WASHINGTON: United States authorities thwarted a plot to kill a Sikh separatist in the US and issued a warning to India over concerns the government in New Delhi was involved, a senior Biden administration official said.

The U.S. is treating the plot with utmost seriousness and has raised the issue with the Indian government “at the senior-most levels,” the White House said on Wednesday.

The Financial Times first reported the plot.

White House spokesperson Adrienne Watson said Indian officials expressed “surprise and concern” when they were informed about the incident.

“We are treating this issue with utmost seriousness, and it has been raised by the US government with the Indian government, including at the senior-most levels,” Watson said.

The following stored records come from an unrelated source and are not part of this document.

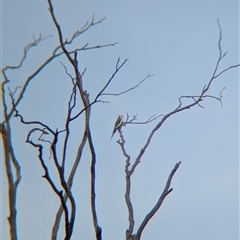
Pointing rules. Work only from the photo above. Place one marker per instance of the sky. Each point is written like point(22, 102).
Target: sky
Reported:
point(177, 41)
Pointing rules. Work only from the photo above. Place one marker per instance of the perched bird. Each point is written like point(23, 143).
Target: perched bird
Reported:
point(118, 124)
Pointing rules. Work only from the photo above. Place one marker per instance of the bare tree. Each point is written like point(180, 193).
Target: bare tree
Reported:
point(48, 137)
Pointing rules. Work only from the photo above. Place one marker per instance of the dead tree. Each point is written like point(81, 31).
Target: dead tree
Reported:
point(47, 135)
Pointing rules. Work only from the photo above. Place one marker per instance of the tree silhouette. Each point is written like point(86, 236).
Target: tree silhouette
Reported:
point(55, 142)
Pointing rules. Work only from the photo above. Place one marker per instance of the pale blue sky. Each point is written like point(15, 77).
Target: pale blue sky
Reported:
point(176, 41)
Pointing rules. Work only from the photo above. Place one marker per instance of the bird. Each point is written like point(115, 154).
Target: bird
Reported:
point(118, 124)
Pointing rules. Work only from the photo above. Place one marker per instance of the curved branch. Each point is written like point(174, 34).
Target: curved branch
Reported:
point(165, 192)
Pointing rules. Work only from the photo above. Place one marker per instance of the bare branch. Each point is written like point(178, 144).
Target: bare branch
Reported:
point(26, 50)
point(130, 89)
point(165, 192)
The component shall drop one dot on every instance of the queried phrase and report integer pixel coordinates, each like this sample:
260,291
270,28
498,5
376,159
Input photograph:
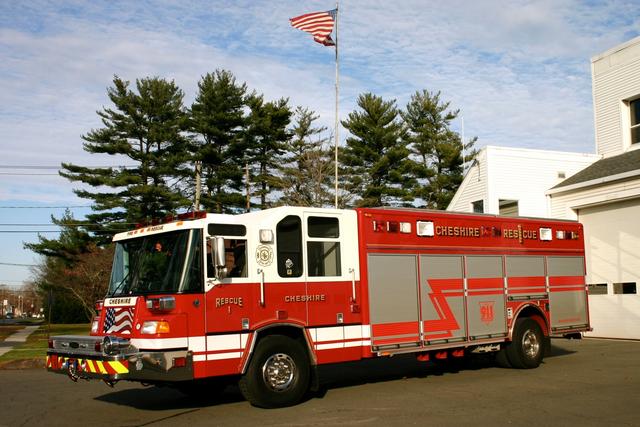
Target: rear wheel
278,374
527,346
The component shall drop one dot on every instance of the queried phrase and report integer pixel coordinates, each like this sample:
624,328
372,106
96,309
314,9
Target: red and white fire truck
269,296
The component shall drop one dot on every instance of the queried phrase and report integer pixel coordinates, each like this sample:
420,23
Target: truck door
393,300
567,293
442,296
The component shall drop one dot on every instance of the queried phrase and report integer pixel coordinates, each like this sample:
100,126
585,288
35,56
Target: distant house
513,181
605,197
600,190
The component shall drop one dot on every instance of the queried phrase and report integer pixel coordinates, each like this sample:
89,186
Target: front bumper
76,356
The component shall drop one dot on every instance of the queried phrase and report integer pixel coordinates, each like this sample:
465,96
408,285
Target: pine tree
436,150
217,117
265,140
375,157
145,128
307,174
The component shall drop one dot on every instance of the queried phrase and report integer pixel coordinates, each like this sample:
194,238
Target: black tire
526,349
278,374
501,358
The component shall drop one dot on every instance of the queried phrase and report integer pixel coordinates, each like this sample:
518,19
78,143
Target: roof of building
609,166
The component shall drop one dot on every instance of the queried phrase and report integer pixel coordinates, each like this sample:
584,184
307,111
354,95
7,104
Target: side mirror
219,258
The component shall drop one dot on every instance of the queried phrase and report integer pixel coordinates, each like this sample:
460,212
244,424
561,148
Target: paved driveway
583,383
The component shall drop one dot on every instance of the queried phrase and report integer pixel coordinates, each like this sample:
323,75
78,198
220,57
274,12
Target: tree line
247,153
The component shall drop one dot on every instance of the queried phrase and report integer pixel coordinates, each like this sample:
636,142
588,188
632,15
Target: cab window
235,248
289,251
323,246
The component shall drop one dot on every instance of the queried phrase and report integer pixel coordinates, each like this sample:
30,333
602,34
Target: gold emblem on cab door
264,255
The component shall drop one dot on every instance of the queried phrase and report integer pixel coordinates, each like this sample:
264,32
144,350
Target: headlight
113,345
152,327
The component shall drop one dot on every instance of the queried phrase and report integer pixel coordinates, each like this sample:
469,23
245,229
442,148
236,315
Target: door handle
261,273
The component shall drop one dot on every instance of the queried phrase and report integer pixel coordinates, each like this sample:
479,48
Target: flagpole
337,139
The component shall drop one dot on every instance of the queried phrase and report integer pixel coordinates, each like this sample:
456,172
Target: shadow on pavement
166,398
332,376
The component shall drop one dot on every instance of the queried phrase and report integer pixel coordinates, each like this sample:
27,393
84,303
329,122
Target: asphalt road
588,382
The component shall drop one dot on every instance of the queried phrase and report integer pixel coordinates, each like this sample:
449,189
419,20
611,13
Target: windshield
156,264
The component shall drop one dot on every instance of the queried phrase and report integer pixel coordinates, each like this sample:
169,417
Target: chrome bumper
77,357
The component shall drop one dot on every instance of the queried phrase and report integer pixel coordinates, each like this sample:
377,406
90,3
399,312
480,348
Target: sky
519,71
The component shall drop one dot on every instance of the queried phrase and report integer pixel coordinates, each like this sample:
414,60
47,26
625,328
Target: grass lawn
6,330
37,343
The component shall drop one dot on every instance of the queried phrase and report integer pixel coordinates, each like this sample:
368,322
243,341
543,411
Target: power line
17,265
45,207
29,231
50,224
58,167
28,174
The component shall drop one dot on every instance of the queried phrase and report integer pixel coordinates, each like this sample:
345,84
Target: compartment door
442,296
567,293
393,301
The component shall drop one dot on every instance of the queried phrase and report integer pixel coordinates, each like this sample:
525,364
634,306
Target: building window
624,288
478,206
598,289
508,207
634,109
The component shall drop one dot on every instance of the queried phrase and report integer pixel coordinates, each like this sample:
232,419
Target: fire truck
266,297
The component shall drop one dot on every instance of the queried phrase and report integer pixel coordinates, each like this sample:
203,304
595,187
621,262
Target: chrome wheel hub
530,344
279,371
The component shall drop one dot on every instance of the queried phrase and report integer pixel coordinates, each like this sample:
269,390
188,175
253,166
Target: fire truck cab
268,296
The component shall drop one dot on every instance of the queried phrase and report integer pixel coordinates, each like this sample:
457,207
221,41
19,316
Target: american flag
320,24
118,320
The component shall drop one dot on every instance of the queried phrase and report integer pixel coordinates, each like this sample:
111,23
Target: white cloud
518,70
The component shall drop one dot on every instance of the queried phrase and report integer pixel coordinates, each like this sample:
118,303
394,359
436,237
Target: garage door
612,239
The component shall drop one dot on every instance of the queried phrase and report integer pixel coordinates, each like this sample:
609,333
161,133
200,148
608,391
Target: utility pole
248,186
196,202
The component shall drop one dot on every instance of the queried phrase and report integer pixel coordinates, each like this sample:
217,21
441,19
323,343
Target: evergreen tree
436,150
375,157
217,117
145,128
307,174
265,140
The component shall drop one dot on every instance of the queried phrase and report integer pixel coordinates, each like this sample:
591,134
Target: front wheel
527,346
278,374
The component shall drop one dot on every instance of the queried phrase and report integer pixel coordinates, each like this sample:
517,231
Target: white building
604,194
513,181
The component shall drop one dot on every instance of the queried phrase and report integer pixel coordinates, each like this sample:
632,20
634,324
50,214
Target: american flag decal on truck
118,320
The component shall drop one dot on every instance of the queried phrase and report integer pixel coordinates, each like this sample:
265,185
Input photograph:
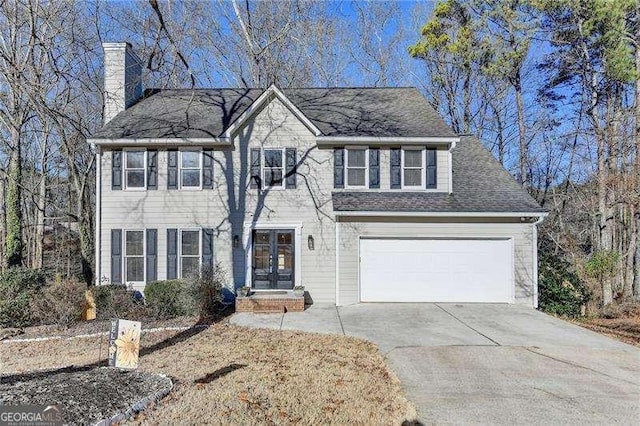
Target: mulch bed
87,327
86,395
103,326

“They stated that activity of this nature was not their policy … We understand the Indian government is further investigating this issue and will have more to say about it in the coming days. We have conveyed our expectation that anyone deemed responsible should be held accountable,” she said.

Gurpatwant Singh Pannun, who says he is a dual citizen of the United States and Canada, was the target of the foiled plot, according to the senior administration official.

News of the incident comes two months after Canada said there were “credible” allegations linking Indian agents to the June murder of a Sikh separatist leader, Hardeep Singh Nijjar, in a Vancouver suburb, something India has rejected.

India’s anti-terror agency filed a case against Pannun on Monday stating that he warned flag carrier Air India passengers in video messages shared on social media this month that their lives were in danger.

The issue is a highly delicate one for the Biden administration, which has been working to develop close relations with India given shared concerns about China’s rising power.

Indian foreign ministry spokesperson Arindam Bagchi said when asked about the FT report that Washington had shared “some inputs” that were being “examined by “relevant departments”.

Bagchi said the inputs pertained to the “nexus between organised criminals, gun runners, terrorists and others”.

“India takes such inputs seriously since it impinges on our own national security interests as well,” he said.

The FT said its sources did not say if the US protest to India resulted in the plot being abandoned, or if it was foiled by the FBI. It said the protest was registered after Indian Prime Minister Narendra Modi was welcomed on a state visit by President Joe Biden in June.

Biden is currently vacationing on the Massachusetts island of Nantucket for the US Thanksgiving holiday.

Apart from the diplomatic warning to India, US federal prosecutors have also filed a sealed indictment against at least one suspect in a New York district court, the FT said.

The US Justice Department declined to comment.